Los síntomas de estas nuevas variantes son muy similares a los provocados por el virus original de la COVID-19: dolor de garganta, tos, malestar general, fatiga, pérdida de la voz, diarrea, fiebre, dolor muscular, ritmo cardíaco elevado, además de uno de los síntomas más característico de esta enfermedad: la pérdida de olfato y gusto.

“Las subvariantes de Ómicron se han ido desplazando unas a otras, conforme han ido adquiriendo, mediante mutaciones, mayor capacidad de ser trasmitidas de una persona a otra, es así como en este momento han aparecido en Europa y EEUU, las subvariantes B.Q.1 Y B.Q.1.1, que han ido desplazando a sus precedentes”, explicó el epidemiólogo de la Universidad Nacional, Juan José Romero.

En Costa Rica, según datos del Ministerio de Salud e INCIENSA, semanas atrás ambas subvariantes ya fueron identificadas en el país, la B.Q.1 en las semanas epidemiológicas 36 y 40, y la B.Q.1.1 “Perro del Infierno” en la 42, es decir, la semana del 16 al 22 de octubre del presente año.

“En nuestro país ya fue detectado un caso de B.Q.1.1 y reportado por INCIENSA, lo cual nos dice que, como ha ocurrido previamente, vamos atrás de lo que se observa en el hemisferio norte, y es probable que esta subvariante también empiece a desplazar a las precedentes, no sabemos a qué velocidad lo hará, lo que, si es cierto, es que no hay indicios o evidencia que nos digan que es más virulenta, dañina o que va a tener un escape inmunitario a la vacuna” detalló el epidemiólogo Romero.
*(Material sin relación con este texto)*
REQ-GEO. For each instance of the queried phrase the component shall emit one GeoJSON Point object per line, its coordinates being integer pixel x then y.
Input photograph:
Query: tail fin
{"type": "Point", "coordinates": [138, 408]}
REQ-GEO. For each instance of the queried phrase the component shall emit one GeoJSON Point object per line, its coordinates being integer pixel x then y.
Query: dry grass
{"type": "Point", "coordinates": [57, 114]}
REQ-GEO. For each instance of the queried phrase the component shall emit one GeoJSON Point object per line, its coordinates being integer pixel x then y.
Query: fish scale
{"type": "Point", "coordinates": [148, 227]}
El experto costarricense señala que como país debemos estar preparados, porque podría producir reinfecciones o brotes, que siempre van a afectar al sistema de salud.

Casos confirmados en la región

Precisamente este sábado 12 de noviembre la ministra de Salud Chile, Ximena Aguilera, confirmó que se ha detectado la sub-variante “perro del infierno” en Chile.

“Aquí se ha detectado, pero no es la predominante. Seguimos con el predominio de BA.4 y BA.5 (…) tiene esta capacidad de transmisión más fuerte, pero no hay evidencia de que tenga una mayor gravedad”, expuso la titular.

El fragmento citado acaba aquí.